So I found out over the weekend that my husband of 7 years has been cheating on me. There’s no way back from this
I have two boys aged 3 and nearly 1 and live in a rented house. I work part time and can’t cover the rent/ bills etc on my own. I’m going to see citizens advice tomorrow but what are the other key things I need to put in place to support my sons and keep a roof over our heads
Citizens advice is a great start. Off the top of my head, the things you need to consider are;
– council tax reduction as a single person
– working and child tax credits. Apply asap as it’s back dated to when you apply.
– maintenance. If you are amicable you can arrange this between you in the first instance which is by far the best way. Google ‘maintenance calculator’ for an idea on how much he should be paying. Any issues, call the CMS who can do a calculation for you and collect the money but that’s very very slow!
– talk through the divorce process with citizens advice. Depending on your circumstances, you can do much of it yourself to save money on solicitors etc.
– Consider a Parental Plan regarding his access to his children and how you will continue to parent them together. There’s a good one on the caffcass website. It’s not for everyone but is worth looking at.
Most importantly, look after yourself. I was very open and honest with everyone about what had happened and was so glad I was as I’ve had a lot of support and it’s strengthened friendships and kept me sane.
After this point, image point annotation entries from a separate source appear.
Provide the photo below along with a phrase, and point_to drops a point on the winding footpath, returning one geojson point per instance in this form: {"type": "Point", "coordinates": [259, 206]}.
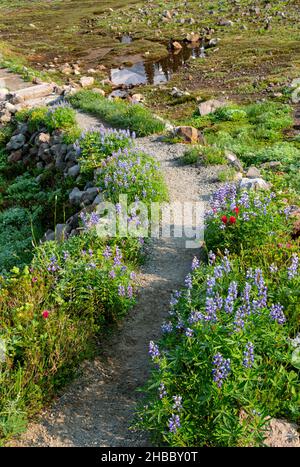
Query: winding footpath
{"type": "Point", "coordinates": [97, 409]}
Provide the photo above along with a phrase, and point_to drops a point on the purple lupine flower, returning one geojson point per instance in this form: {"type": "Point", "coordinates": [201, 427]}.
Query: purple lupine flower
{"type": "Point", "coordinates": [218, 272]}
{"type": "Point", "coordinates": [293, 268]}
{"type": "Point", "coordinates": [239, 321]}
{"type": "Point", "coordinates": [210, 283]}
{"type": "Point", "coordinates": [188, 282]}
{"type": "Point", "coordinates": [112, 274]}
{"type": "Point", "coordinates": [221, 370]}
{"type": "Point", "coordinates": [53, 265]}
{"type": "Point", "coordinates": [246, 298]}
{"type": "Point", "coordinates": [118, 257]}
{"type": "Point", "coordinates": [118, 208]}
{"type": "Point", "coordinates": [210, 309]}
{"type": "Point", "coordinates": [273, 268]}
{"type": "Point", "coordinates": [229, 304]}
{"type": "Point", "coordinates": [180, 324]}
{"type": "Point", "coordinates": [195, 263]}
{"type": "Point", "coordinates": [121, 291]}
{"type": "Point", "coordinates": [244, 200]}
{"type": "Point", "coordinates": [174, 423]}
{"type": "Point", "coordinates": [226, 265]}
{"type": "Point", "coordinates": [232, 289]}
{"type": "Point", "coordinates": [189, 332]}
{"type": "Point", "coordinates": [93, 220]}
{"type": "Point", "coordinates": [66, 255]}
{"type": "Point", "coordinates": [277, 314]}
{"type": "Point", "coordinates": [162, 391]}
{"type": "Point", "coordinates": [177, 403]}
{"type": "Point", "coordinates": [219, 302]}
{"type": "Point", "coordinates": [211, 258]}
{"type": "Point", "coordinates": [167, 327]}
{"type": "Point", "coordinates": [195, 317]}
{"type": "Point", "coordinates": [249, 273]}
{"type": "Point", "coordinates": [248, 355]}
{"type": "Point", "coordinates": [129, 291]}
{"type": "Point", "coordinates": [153, 350]}
{"type": "Point", "coordinates": [246, 216]}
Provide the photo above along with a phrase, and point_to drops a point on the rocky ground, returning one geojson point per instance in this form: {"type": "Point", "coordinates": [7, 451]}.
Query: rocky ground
{"type": "Point", "coordinates": [97, 409]}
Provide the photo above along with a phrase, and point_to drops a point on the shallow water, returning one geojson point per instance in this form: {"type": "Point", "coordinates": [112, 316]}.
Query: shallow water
{"type": "Point", "coordinates": [156, 72]}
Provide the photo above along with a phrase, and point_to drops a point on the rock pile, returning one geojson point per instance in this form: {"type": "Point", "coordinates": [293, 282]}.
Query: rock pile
{"type": "Point", "coordinates": [50, 152]}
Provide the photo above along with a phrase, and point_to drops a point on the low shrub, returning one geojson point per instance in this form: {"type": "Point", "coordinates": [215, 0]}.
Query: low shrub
{"type": "Point", "coordinates": [60, 116]}
{"type": "Point", "coordinates": [242, 221]}
{"type": "Point", "coordinates": [206, 155]}
{"type": "Point", "coordinates": [226, 363]}
{"type": "Point", "coordinates": [94, 146]}
{"type": "Point", "coordinates": [132, 173]}
{"type": "Point", "coordinates": [228, 360]}
{"type": "Point", "coordinates": [117, 113]}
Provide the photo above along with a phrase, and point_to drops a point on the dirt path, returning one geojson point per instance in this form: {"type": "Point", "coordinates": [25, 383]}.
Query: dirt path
{"type": "Point", "coordinates": [97, 409]}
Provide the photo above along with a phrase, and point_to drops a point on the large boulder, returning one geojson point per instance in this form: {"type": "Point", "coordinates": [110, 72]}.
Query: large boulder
{"type": "Point", "coordinates": [16, 142]}
{"type": "Point", "coordinates": [62, 231]}
{"type": "Point", "coordinates": [74, 171]}
{"type": "Point", "coordinates": [15, 156]}
{"type": "Point", "coordinates": [3, 94]}
{"type": "Point", "coordinates": [233, 160]}
{"type": "Point", "coordinates": [189, 134]}
{"type": "Point", "coordinates": [32, 92]}
{"type": "Point", "coordinates": [86, 81]}
{"type": "Point", "coordinates": [253, 172]}
{"type": "Point", "coordinates": [254, 184]}
{"type": "Point", "coordinates": [282, 434]}
{"type": "Point", "coordinates": [75, 196]}
{"type": "Point", "coordinates": [210, 106]}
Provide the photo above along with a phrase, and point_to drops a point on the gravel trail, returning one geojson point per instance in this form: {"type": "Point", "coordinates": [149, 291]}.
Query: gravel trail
{"type": "Point", "coordinates": [97, 408]}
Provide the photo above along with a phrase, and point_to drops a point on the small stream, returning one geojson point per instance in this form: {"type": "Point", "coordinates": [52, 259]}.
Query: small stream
{"type": "Point", "coordinates": [156, 72]}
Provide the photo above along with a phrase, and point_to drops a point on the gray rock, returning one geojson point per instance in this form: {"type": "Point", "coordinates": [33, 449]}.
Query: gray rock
{"type": "Point", "coordinates": [16, 142]}
{"type": "Point", "coordinates": [234, 161]}
{"type": "Point", "coordinates": [272, 165]}
{"type": "Point", "coordinates": [74, 171]}
{"type": "Point", "coordinates": [42, 138]}
{"type": "Point", "coordinates": [22, 128]}
{"type": "Point", "coordinates": [86, 81]}
{"type": "Point", "coordinates": [11, 108]}
{"type": "Point", "coordinates": [225, 22]}
{"type": "Point", "coordinates": [5, 117]}
{"type": "Point", "coordinates": [4, 93]}
{"type": "Point", "coordinates": [62, 231]}
{"type": "Point", "coordinates": [89, 195]}
{"type": "Point", "coordinates": [213, 42]}
{"type": "Point", "coordinates": [253, 172]}
{"type": "Point", "coordinates": [49, 236]}
{"type": "Point", "coordinates": [56, 150]}
{"type": "Point", "coordinates": [71, 156]}
{"type": "Point", "coordinates": [254, 184]}
{"type": "Point", "coordinates": [210, 106]}
{"type": "Point", "coordinates": [15, 156]}
{"type": "Point", "coordinates": [99, 199]}
{"type": "Point", "coordinates": [75, 196]}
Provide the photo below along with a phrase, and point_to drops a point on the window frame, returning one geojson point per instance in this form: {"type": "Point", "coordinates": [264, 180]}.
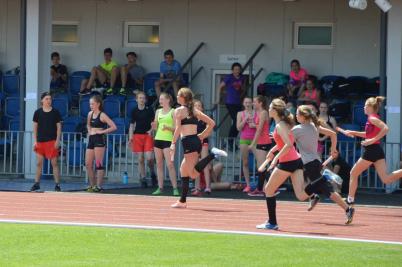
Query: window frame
{"type": "Point", "coordinates": [298, 25]}
{"type": "Point", "coordinates": [127, 24]}
{"type": "Point", "coordinates": [68, 23]}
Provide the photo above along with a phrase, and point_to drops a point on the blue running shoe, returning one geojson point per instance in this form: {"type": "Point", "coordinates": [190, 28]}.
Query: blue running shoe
{"type": "Point", "coordinates": [268, 226]}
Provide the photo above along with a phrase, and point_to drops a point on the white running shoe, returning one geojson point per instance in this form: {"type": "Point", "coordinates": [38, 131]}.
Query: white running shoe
{"type": "Point", "coordinates": [179, 205]}
{"type": "Point", "coordinates": [219, 152]}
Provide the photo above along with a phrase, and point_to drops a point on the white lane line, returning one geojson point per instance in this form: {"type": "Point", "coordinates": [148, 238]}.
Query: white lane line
{"type": "Point", "coordinates": [198, 230]}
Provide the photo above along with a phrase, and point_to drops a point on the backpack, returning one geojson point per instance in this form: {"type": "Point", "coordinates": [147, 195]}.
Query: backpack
{"type": "Point", "coordinates": [277, 78]}
{"type": "Point", "coordinates": [334, 86]}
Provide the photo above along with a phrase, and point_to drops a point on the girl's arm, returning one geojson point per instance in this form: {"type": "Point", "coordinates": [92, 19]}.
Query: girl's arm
{"type": "Point", "coordinates": [384, 130]}
{"type": "Point", "coordinates": [112, 126]}
{"type": "Point", "coordinates": [283, 131]}
{"type": "Point", "coordinates": [263, 117]}
{"type": "Point", "coordinates": [210, 124]}
{"type": "Point", "coordinates": [239, 122]}
{"type": "Point", "coordinates": [331, 134]}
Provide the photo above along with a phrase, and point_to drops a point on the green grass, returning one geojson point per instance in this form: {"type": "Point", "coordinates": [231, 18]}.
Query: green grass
{"type": "Point", "coordinates": [44, 245]}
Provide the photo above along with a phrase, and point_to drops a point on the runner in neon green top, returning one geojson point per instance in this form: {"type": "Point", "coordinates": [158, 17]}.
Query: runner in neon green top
{"type": "Point", "coordinates": [105, 73]}
{"type": "Point", "coordinates": [164, 126]}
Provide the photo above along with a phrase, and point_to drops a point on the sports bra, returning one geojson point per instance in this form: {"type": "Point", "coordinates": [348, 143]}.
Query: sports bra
{"type": "Point", "coordinates": [292, 153]}
{"type": "Point", "coordinates": [372, 130]}
{"type": "Point", "coordinates": [96, 122]}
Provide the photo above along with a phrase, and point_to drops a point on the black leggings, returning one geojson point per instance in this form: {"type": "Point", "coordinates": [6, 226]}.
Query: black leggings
{"type": "Point", "coordinates": [233, 109]}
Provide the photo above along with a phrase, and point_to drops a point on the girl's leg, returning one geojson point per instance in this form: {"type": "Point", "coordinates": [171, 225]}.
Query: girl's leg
{"type": "Point", "coordinates": [89, 159]}
{"type": "Point", "coordinates": [171, 168]}
{"type": "Point", "coordinates": [360, 166]}
{"type": "Point", "coordinates": [381, 168]}
{"type": "Point", "coordinates": [207, 171]}
{"type": "Point", "coordinates": [100, 169]}
{"type": "Point", "coordinates": [159, 166]}
{"type": "Point", "coordinates": [244, 154]}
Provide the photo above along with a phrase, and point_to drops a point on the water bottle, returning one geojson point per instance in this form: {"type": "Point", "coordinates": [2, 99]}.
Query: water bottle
{"type": "Point", "coordinates": [332, 177]}
{"type": "Point", "coordinates": [125, 178]}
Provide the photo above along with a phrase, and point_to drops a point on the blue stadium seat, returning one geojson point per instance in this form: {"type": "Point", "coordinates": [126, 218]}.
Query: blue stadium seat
{"type": "Point", "coordinates": [149, 83]}
{"type": "Point", "coordinates": [359, 117]}
{"type": "Point", "coordinates": [111, 107]}
{"type": "Point", "coordinates": [12, 107]}
{"type": "Point", "coordinates": [61, 104]}
{"type": "Point", "coordinates": [84, 107]}
{"type": "Point", "coordinates": [11, 84]}
{"type": "Point", "coordinates": [130, 105]}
If you have family or friends locally, take up any offer of help and support. If you can, get time by yourself, doing something you enjoy as it’ll make you feel better.
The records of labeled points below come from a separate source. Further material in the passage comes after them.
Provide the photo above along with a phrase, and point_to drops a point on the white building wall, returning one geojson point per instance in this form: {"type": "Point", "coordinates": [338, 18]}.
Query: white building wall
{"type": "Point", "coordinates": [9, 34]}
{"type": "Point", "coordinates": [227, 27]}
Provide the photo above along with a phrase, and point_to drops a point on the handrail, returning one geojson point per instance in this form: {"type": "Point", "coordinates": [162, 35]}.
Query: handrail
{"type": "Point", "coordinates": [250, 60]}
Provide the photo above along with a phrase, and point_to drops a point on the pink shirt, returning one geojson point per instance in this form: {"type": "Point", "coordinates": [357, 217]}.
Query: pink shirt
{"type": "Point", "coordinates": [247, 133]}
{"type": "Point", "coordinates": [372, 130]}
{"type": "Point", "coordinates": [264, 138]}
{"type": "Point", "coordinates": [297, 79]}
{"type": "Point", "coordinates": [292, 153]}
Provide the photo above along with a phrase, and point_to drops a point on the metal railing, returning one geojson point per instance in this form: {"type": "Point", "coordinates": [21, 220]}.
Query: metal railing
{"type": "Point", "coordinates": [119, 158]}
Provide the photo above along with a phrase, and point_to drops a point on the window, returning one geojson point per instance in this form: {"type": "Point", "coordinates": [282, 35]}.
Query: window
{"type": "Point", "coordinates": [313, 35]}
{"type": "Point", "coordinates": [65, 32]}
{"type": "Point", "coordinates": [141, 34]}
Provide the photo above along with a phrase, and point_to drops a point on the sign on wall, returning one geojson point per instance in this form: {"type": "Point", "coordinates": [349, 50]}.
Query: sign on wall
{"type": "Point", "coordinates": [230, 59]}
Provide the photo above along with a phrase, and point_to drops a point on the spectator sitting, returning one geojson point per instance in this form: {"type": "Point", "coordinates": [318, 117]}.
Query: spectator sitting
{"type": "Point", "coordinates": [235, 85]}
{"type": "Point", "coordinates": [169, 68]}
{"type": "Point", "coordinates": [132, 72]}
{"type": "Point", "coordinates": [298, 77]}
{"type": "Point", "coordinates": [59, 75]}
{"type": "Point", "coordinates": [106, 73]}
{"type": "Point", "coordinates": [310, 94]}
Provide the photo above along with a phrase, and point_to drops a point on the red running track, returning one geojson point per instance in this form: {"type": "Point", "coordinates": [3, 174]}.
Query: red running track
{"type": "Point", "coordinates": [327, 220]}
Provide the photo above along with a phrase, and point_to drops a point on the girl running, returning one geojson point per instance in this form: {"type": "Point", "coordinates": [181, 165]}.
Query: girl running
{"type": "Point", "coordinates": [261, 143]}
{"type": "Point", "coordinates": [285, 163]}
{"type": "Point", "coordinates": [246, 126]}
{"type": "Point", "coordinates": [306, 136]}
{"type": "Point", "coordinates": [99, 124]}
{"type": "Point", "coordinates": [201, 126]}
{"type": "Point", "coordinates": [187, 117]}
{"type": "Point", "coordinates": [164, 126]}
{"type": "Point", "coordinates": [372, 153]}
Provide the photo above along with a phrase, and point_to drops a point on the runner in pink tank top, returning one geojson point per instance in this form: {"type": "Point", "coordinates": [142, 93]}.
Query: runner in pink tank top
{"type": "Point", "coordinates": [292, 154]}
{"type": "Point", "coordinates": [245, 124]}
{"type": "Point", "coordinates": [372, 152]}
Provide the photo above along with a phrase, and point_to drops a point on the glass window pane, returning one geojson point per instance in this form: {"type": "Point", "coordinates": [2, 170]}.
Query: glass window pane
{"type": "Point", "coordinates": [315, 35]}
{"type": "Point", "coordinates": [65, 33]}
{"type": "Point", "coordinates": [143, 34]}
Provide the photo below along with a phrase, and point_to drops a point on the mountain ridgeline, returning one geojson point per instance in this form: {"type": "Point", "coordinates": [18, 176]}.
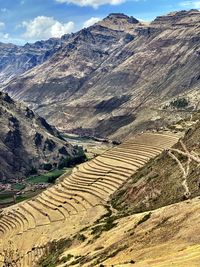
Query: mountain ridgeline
{"type": "Point", "coordinates": [119, 71]}
{"type": "Point", "coordinates": [27, 142]}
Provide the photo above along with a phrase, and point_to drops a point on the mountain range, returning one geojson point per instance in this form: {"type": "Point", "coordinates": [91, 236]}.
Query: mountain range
{"type": "Point", "coordinates": [27, 142]}
{"type": "Point", "coordinates": [119, 71]}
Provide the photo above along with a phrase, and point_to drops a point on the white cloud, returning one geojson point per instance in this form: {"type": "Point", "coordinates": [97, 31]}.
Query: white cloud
{"type": "Point", "coordinates": [3, 9]}
{"type": "Point", "coordinates": [2, 25]}
{"type": "Point", "coordinates": [93, 3]}
{"type": "Point", "coordinates": [90, 22]}
{"type": "Point", "coordinates": [43, 27]}
{"type": "Point", "coordinates": [191, 4]}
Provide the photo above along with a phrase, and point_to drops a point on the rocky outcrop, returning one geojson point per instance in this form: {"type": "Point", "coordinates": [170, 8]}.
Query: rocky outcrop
{"type": "Point", "coordinates": [118, 70]}
{"type": "Point", "coordinates": [27, 141]}
{"type": "Point", "coordinates": [15, 60]}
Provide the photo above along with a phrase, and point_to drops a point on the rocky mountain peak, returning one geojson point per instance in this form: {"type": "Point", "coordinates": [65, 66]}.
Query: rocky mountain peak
{"type": "Point", "coordinates": [121, 16]}
{"type": "Point", "coordinates": [182, 17]}
{"type": "Point", "coordinates": [119, 21]}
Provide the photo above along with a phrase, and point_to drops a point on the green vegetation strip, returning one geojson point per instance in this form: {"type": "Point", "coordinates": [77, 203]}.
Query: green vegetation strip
{"type": "Point", "coordinates": [49, 177]}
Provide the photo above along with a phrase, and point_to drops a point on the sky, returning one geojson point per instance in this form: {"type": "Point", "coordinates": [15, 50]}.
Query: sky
{"type": "Point", "coordinates": [23, 21]}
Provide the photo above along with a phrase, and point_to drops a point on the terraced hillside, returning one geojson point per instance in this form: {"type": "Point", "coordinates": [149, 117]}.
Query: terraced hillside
{"type": "Point", "coordinates": [75, 202]}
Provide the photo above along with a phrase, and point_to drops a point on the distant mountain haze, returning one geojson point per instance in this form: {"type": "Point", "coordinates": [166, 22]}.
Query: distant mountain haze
{"type": "Point", "coordinates": [118, 72]}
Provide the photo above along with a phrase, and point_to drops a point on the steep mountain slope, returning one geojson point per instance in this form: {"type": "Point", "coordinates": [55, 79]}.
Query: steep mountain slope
{"type": "Point", "coordinates": [75, 202]}
{"type": "Point", "coordinates": [118, 71]}
{"type": "Point", "coordinates": [170, 178]}
{"type": "Point", "coordinates": [142, 227]}
{"type": "Point", "coordinates": [27, 141]}
{"type": "Point", "coordinates": [15, 60]}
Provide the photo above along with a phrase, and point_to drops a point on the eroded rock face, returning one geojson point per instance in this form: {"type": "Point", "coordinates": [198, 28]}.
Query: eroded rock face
{"type": "Point", "coordinates": [27, 141]}
{"type": "Point", "coordinates": [118, 68]}
{"type": "Point", "coordinates": [15, 60]}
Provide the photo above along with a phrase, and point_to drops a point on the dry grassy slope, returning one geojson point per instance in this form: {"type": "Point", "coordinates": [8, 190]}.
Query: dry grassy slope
{"type": "Point", "coordinates": [159, 183]}
{"type": "Point", "coordinates": [123, 80]}
{"type": "Point", "coordinates": [168, 236]}
{"type": "Point", "coordinates": [77, 201]}
{"type": "Point", "coordinates": [159, 235]}
{"type": "Point", "coordinates": [27, 141]}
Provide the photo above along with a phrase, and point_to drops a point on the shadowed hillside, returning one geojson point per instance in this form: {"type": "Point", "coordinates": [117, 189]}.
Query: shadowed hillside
{"type": "Point", "coordinates": [28, 142]}
{"type": "Point", "coordinates": [122, 72]}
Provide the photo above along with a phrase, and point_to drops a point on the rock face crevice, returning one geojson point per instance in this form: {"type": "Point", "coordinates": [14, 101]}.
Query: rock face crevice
{"type": "Point", "coordinates": [27, 141]}
{"type": "Point", "coordinates": [139, 66]}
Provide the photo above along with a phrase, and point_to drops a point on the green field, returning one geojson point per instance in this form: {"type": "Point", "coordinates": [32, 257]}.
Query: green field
{"type": "Point", "coordinates": [47, 177]}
It does get easier. I’m 5 months into this and some days are still pretty pants if I’m honest but my daughter and I are settling into a new normal and we’re both doing ok. Life is beginning to look up!
I also just went through my direct debits to see if there was anything I could cut to save a bit too. Tax creds also changed my payments immediately and paid for 90% of childcare while I worked as now single parent with lower income.
But ultimately as above dont try and do it all at once. Its a huge change and takes time. I am almost 2 yrs down the line and things are just about normal as life can be with just me and my babies.